Because we cannot directly send probes into neutron stars, we largely rely on theoretical models. These models agree that the atmosphere and crust are made up of nuclei, like the matter we observe on Earth. The more exotic physics begins in the core. About half a kilometer into the star, we run into the outer core. There, models agree that we would largely find neutrons, with a small fraction of protons mixed in (about a 20:1 ratio). The agreement between models stops at the inner core, where many theories predict a phase transition. The predictions for phase transition include a range of exotic physics, such as particles containing strange quarks called hyperons, heavy resonances (think of a proton or neutron with extra mass), and even free quarks and gluons.
In our paper, we isolated the thermodynamic signatures associated with a transition from a phase of matter which contains some mixture of neutrons and protons to something else, like the exotic states mentioned above. We identified that these phase transitions result in bumps, kinks, and plateaus in how the speed of sound changes from the surface to the inner core, i.e., the speed of sound as a function of density.
We used the Illinois Campus Cluster at the National Center for Supercomputing Applications to generate over one million guesses for what the speed of sound looks like in the core of a neutron star. For each of these separate hypotheses, we calculated the macroscopic properties of a neutron star population.
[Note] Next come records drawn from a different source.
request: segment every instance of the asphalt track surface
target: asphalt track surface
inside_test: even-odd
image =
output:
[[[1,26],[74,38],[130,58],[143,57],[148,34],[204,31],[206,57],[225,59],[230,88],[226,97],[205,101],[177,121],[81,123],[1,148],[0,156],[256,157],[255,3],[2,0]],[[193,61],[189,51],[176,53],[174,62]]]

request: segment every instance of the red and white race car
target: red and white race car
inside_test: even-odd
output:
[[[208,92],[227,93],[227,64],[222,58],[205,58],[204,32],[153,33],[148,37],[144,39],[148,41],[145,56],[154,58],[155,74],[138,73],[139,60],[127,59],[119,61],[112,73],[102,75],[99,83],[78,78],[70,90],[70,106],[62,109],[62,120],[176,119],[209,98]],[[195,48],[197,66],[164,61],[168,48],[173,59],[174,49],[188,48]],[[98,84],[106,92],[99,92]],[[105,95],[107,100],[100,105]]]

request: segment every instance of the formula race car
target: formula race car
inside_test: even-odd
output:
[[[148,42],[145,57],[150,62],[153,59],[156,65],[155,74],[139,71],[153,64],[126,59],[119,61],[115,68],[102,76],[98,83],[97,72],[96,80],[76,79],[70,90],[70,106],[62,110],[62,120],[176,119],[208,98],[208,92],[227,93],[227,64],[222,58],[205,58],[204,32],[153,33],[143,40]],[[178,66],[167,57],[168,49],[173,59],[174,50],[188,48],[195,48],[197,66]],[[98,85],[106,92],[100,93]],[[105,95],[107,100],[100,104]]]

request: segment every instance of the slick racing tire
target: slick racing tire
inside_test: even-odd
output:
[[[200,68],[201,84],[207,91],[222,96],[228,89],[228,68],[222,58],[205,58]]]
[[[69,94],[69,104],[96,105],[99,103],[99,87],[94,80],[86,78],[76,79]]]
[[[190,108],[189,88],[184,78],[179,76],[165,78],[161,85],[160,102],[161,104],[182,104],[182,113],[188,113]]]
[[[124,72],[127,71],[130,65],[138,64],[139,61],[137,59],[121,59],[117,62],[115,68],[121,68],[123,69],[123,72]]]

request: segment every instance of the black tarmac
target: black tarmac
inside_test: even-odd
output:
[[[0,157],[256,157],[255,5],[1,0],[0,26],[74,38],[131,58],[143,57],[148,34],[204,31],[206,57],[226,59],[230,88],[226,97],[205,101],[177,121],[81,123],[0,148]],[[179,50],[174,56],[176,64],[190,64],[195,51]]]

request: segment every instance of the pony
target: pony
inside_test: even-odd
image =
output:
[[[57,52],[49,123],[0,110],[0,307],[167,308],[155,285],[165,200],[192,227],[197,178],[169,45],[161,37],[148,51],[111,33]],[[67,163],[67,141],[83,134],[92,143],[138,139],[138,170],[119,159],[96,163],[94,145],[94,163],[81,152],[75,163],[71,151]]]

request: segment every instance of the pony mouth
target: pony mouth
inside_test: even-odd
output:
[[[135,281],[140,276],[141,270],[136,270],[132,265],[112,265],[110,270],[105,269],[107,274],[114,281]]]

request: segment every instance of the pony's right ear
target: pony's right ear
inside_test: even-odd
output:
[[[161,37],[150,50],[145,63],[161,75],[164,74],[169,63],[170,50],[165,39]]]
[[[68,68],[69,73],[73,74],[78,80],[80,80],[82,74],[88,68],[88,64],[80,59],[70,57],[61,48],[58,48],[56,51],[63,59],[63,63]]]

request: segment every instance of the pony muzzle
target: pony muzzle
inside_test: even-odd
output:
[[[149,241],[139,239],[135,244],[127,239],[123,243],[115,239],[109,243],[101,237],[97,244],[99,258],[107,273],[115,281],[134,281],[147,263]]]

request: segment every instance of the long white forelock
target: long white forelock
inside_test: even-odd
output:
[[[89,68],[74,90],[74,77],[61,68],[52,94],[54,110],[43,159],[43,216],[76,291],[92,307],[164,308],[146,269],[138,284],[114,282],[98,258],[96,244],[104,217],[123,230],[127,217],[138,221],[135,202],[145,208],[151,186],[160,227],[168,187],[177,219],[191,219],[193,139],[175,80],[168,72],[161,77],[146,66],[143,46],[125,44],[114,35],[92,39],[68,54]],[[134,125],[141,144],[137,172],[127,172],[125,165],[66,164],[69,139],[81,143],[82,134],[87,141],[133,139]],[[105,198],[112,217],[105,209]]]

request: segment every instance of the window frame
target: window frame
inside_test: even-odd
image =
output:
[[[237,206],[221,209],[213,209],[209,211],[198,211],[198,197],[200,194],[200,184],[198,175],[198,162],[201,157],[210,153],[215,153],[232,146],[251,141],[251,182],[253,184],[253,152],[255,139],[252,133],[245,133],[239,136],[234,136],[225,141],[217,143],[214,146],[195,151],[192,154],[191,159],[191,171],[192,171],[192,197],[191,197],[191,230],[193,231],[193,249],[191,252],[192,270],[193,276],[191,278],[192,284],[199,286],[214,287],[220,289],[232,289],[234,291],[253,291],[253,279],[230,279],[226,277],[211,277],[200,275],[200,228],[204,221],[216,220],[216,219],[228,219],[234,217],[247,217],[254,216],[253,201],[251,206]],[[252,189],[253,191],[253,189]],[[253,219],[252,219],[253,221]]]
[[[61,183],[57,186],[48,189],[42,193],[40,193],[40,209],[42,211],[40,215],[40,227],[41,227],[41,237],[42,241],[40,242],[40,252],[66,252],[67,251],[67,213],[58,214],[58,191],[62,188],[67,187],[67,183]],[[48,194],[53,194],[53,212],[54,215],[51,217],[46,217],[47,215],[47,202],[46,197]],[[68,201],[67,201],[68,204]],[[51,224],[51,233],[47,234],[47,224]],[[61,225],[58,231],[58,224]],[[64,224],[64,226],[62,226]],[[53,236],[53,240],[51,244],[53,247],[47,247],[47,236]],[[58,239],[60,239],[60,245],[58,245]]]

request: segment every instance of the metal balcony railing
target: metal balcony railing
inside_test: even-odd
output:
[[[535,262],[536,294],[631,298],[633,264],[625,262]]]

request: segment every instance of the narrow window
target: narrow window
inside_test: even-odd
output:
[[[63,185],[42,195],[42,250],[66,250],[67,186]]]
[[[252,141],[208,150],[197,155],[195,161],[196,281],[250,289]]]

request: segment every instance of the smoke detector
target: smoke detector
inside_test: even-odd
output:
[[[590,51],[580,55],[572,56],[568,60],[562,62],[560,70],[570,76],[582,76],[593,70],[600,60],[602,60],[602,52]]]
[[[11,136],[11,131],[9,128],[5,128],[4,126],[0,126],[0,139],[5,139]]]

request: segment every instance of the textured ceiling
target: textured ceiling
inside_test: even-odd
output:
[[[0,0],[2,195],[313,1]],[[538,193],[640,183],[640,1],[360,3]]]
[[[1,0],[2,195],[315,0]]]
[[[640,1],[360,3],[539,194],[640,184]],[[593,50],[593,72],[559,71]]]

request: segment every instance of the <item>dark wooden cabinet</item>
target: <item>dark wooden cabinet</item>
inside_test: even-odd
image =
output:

By comparing these macroscopic predictions to real observations of neutron stars, we were able to associate a statistical weight with each individual hypothesis.
When we investigated whether observations of neutron stars supported the assumption that exotic matter is produced in the core, we found no statistically significant difference between guesses where no phase transition was assumed (meaning that the entire star is made up of neutrons and protons) and guesses where some form of transition to exotic matter was present. However, when we isolated scenarios where exotic matter was present, we found a particular form that was given a higher weight: a speed of sound that presents a peak at around twice the density of nuclei. This type of function is seen in models that assume the core of neutron stars is made up of free or partially free quarks and gluons, as well as in models that predict the production of hyperons. None of these states have been observed in nature before.
In our work, we developed a completely new framework for studying phase transitions in neutron stars. Through this effort, we established a connection between nuclear physics phenomena and the speed of sound inside one of the densest objects in the universe. We saw preliminary hints, though inconclusive, that suggest neutron stars could be hiding undiscovered states of matter in their cores. We are currently working on including new observables from gravitational wave measurements of neutron star mergers and heavy-ion collision experiments in our analysis. These new observations could definitively confirm, or rule out, the existence of an entirely new state of matter.